Coulomb crystal mass spectrometry in a digital ion trap

TL;DR

This paper introduces a mass spectrometry method using a digital ion trap to identify and quantify Coulomb-crystallized ions, enabling detailed analysis of multi-component ion crystals and their reactions.

Contribution

The study presents a novel digital radiofrequency trapping technique allowing efficient ion ejection and mass analysis of Coulomb crystals, improving detection and applicability for complex ion systems.

Findings

High detection efficiency for Ca+ and CaF+ ions.

Linear relationship between ion number and TOF peak.

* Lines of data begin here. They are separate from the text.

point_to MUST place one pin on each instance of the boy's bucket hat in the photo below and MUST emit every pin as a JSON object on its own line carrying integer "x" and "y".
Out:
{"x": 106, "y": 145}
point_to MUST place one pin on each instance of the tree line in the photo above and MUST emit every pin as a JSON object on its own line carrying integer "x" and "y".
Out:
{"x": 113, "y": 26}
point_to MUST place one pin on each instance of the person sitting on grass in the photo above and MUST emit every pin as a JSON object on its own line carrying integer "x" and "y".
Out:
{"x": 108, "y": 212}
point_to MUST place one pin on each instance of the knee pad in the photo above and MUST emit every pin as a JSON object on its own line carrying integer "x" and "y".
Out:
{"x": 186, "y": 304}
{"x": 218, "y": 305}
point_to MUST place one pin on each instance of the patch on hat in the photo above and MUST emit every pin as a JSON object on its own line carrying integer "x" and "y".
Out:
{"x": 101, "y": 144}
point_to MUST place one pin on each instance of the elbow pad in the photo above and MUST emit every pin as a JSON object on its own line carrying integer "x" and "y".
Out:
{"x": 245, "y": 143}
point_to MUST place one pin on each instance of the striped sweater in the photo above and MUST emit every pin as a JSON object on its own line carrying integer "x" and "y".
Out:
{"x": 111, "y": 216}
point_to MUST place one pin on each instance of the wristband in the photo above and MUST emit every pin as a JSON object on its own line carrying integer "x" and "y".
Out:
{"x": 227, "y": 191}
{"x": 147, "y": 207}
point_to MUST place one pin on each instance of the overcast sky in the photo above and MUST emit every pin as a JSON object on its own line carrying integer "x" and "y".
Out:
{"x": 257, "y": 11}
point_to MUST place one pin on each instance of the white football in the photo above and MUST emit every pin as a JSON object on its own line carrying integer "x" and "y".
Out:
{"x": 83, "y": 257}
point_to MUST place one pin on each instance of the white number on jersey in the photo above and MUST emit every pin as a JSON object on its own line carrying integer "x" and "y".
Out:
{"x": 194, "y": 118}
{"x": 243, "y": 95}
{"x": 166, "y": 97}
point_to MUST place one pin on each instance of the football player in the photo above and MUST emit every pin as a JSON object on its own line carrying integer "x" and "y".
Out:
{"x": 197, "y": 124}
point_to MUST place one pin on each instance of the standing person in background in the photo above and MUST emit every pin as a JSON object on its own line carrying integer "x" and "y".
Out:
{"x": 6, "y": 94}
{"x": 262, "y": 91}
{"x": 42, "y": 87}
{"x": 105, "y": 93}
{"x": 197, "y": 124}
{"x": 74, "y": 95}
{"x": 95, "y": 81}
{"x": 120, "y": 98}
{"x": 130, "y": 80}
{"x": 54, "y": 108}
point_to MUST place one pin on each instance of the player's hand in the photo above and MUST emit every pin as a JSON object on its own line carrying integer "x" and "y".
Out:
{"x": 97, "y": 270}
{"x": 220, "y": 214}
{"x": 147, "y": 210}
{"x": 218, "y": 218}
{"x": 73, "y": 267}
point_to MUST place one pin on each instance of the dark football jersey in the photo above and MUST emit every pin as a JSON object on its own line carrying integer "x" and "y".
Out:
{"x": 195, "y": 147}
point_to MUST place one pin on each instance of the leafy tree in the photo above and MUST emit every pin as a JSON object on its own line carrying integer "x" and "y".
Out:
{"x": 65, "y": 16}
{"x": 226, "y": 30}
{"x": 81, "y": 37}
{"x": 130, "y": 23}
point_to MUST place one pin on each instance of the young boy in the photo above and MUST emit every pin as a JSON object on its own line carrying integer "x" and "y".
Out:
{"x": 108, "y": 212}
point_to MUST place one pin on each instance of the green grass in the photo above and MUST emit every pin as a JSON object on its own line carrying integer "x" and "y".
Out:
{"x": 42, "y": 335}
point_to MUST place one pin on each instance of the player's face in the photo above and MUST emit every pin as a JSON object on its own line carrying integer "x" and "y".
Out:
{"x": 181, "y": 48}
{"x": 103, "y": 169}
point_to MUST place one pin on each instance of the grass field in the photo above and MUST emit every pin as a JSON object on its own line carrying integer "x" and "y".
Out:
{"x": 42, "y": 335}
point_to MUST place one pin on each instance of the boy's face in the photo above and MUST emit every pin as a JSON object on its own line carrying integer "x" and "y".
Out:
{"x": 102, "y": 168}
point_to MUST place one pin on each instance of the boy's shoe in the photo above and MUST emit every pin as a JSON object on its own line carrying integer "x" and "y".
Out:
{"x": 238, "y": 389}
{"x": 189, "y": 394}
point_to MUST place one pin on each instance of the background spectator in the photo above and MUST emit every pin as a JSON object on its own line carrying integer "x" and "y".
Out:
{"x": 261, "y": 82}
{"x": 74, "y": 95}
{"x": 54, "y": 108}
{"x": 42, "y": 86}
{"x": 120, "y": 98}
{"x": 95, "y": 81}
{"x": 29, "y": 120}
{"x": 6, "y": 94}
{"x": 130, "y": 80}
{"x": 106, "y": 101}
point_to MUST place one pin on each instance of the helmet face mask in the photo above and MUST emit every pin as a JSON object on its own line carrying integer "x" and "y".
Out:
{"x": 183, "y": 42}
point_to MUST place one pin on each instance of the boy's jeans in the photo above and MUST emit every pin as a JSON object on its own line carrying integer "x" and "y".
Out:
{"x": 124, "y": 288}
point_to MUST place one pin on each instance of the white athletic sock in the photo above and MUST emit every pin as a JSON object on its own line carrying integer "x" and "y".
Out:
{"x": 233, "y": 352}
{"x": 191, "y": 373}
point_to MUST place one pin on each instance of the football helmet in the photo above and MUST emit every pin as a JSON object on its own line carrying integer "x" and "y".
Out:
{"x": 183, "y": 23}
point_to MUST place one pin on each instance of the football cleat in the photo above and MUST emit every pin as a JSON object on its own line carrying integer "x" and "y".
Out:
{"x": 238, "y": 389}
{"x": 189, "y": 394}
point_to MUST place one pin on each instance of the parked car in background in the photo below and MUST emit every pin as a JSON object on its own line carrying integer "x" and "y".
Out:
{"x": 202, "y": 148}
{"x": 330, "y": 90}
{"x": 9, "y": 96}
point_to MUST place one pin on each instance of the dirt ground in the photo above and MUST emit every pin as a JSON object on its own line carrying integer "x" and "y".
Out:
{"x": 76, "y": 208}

Applicable to diverse multi-component Coulomb crystals.

Abstract

We present a mass spectrometric technique for identifying the masses and relative abundances of Coulomb-crystallized ions held in a linear Paul trap. A digital radiofrequency waveform is employed to generate the trapping potential, as this can be cleanly switched off, and static dipolar fields subsequently applied to the trap electrodes for ion ejection. Excellent detection efficiency is demonstrated for Ca+ and CaF+ ions from bi-component Ca+/CaF+ Coulomb crystals prepared by reaction of Ca+ with CH3F. A quantitative linear relationship is observed between ion number and the corresponding integrated TOF peak, independent of the ionic species. The technique is applicable to a diverse range of multi-component Coulomb crystals - demonstrated here for Ca+/NH3+/NH4+ and Ca+/CaOH+/CaOD+ crystals - and will facilitate the measurement of ion-molecule reaction rates and branching ratios in complicated reaction systems.